Elmet's power derives from its expert illustration of a world built on contradictions. The atmosphere is both lush and austere, the writing lyrical and simplistic, the characters violent and tender. Fiona Mozley captures the serenity of her setting while still acknowledging its jagged edges and the darkness shifting among the trees. Crafted like a series of connected short stories, the narrative maintains a hidden tension that simmers beneath the surface until it overwhelms the reader in its final, catastrophic sequence. This debut novel is notable, however, not for the shock of its climaxes, but for its focus on small moments. Its emotion resides in a scene's shuddering pauses, the quivering of a character's lip, the exhale after an intake of breath. Elmet, which was shortlisted for the Man Booker Prize, is a backwoods gothic that knows better than most how to be explosive in stillness. --Alice Martin, freelance writer and editor

Discover: Striking a balance between mounting pressure and literary quietude, Elmet delivers a violent family drama that finds depth in the complexity of detail.

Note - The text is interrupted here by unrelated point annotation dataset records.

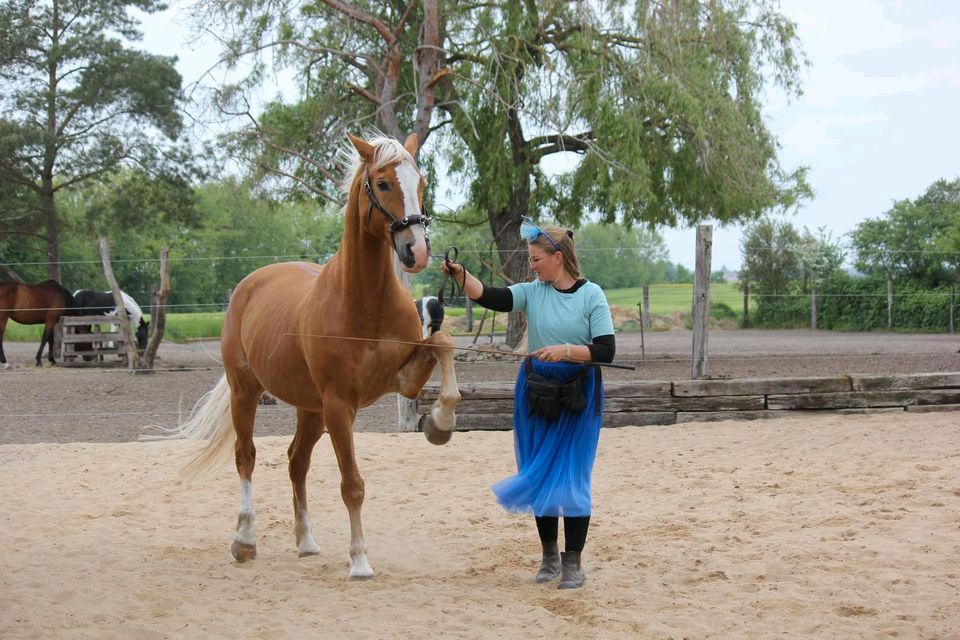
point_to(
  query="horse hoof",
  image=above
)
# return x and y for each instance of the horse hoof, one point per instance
(434, 435)
(360, 578)
(243, 552)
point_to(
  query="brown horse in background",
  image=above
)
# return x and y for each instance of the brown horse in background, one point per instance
(330, 340)
(41, 303)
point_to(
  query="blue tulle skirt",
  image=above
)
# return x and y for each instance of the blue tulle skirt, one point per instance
(554, 458)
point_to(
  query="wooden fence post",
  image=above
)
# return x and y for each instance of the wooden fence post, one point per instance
(813, 309)
(953, 305)
(701, 300)
(746, 304)
(889, 302)
(130, 343)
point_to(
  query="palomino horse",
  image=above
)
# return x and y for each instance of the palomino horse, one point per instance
(431, 314)
(41, 303)
(329, 340)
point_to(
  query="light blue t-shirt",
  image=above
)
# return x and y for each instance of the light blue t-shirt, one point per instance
(557, 318)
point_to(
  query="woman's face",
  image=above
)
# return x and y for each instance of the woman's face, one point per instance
(547, 266)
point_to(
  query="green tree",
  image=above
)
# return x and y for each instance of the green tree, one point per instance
(820, 257)
(77, 104)
(914, 239)
(614, 256)
(772, 262)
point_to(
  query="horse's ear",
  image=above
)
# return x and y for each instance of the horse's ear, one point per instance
(412, 144)
(364, 148)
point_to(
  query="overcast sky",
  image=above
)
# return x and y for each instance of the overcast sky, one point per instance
(877, 121)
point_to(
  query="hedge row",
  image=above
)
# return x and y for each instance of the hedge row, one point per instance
(859, 304)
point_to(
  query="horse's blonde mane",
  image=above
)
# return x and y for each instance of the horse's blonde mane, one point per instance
(388, 151)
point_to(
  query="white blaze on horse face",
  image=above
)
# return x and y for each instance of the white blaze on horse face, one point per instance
(409, 181)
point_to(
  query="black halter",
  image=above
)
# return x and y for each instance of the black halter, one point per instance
(396, 224)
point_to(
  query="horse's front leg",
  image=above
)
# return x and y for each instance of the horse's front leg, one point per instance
(309, 430)
(338, 417)
(439, 424)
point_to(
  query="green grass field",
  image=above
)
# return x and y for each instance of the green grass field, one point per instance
(670, 298)
(665, 299)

Algonquin, $15.95, paperback, 320p., 9781616208424

One Station Away

by Olaf Olafsson


Born in Iceland, raised in England and living alone in New York City, Magnus Conyngham, the narrator of Olaf Olafsson's brainy novel One Station Away, is neuroscientist working in a well-funded lab in Connecticut. His days are filled with coffee, commuting and navigating the egos of his department chair, his lab assistants and the chairs of the two European academic centers collaborating on his research project. Although focused on his study of the brain function of comatose patients, Magnus is frequently preoccupied with his Buenos Aires-born, ballet dancer lover, Malena, and her sudden death from a motor neuron disease--a disease he failed to detect in his exuberant infatuation with her.

In self-imposed exile, Magnus hardly understands anyone around him--until he takes on a new research subject in a coma after a New Mexico motorcycle crash. A Latina Jane Doe, she fails to show any MRI brain response to his rote questions until he begins to sit with her, talking, playing music and reading to her in Spanish from One Hundred Years of Solitude. Finally, she blinks, her scans light up and she is able to answer yes and no questions. Is it a scientific breakthrough, a sociable dialogue or a call for help?

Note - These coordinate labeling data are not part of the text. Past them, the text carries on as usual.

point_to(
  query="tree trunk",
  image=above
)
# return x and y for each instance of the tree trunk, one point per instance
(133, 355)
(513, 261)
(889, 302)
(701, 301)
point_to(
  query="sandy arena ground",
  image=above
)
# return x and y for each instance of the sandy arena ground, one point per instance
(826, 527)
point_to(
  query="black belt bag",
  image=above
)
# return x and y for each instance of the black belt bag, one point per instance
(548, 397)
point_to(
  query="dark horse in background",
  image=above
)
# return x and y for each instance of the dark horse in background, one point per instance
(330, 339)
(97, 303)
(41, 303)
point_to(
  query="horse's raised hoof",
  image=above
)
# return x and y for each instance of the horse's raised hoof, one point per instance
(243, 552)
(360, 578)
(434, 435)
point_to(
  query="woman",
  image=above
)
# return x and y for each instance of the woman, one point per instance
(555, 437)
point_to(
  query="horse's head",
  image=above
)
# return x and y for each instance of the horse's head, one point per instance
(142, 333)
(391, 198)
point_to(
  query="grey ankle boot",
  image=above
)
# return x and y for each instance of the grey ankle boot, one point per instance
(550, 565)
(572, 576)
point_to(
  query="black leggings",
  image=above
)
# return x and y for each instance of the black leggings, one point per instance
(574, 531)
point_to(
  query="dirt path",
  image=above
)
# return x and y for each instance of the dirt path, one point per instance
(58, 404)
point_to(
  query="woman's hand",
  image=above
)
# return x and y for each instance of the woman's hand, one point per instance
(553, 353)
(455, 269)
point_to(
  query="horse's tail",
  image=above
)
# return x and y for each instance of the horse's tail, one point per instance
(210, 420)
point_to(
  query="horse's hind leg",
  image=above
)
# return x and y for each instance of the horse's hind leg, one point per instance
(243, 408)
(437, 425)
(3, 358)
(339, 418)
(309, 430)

A Time Warner executive born in Iceland, Olafsson (Restoration) methodically immerses readers in the mind of the contemplative, sensitive and self-doubting Magnus. Olafsson's smooth and deliberate narrative gradually reveals the deceptive complexity of his characters. Even as they move in the professional worlds of the artist and scientist, they are as prone to detachment as the rest of us. --Bruce Jacobs, founding partner, Watermark Books & Cafe, Wichita, Kan.

Discover: One Station Away is a carefully measured novel of the search for personal connection in a world of uncertainty and self-doubt.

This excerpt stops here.